We all get a lot of “Junk Mail”. That’s almost all I get any more. I probably average less than one significant piece of mail a week, usually a bill. The rest of my mail consists of sale ads and special offers, credit card offers and insurance offers, even cleverly disguised offers designed to look like important legal documents or even checks to pique my interest. I generally sort through this garbage on the short walk from my mailbox to my Kitchen trash can and dump most of it without giving it a second glance. I usually know when to expect important mail and keep an eye out for it.
Tuesday is my big mail day. I get a big wad of sale inserts like the ones that come in the Sunday Paper. Some of them come from stores I shop at all the time so I usually look through them for bargains. There are usually several direct mail pieces in the bundle as well. Last Tuesday I got an offer to buy life insurance from a company that had used by bank’s letterhead to entice me to open the envelope. I got a rebate offer from a car dealer that looked like a check. I got a card sized envelope addressed with a hand font soliciting donations for something and another offer from a financial company that looked like a check. I pulled out what I wanted and dumped the rest.

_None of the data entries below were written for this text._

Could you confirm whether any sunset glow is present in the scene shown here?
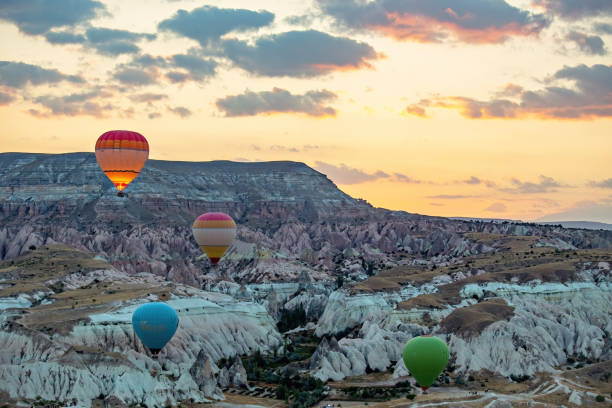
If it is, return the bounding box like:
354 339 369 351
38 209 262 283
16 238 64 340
0 0 612 223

Later that night as I was preparing for bed, I realized that I was expecting a benefit check from a financial company that I did not usually deal with because they are benefits that are handled by HR at work. It was trash night and I got an ugly feeling about my usual mail routine and went out to the curb in my pajamas and started digging through my trash. I’m sure my neighbors thought I had lost my mind. Sure enough, the “direct mail” piece from the financial company was actually a $3500 benefit check I had casually thrown in the garbage.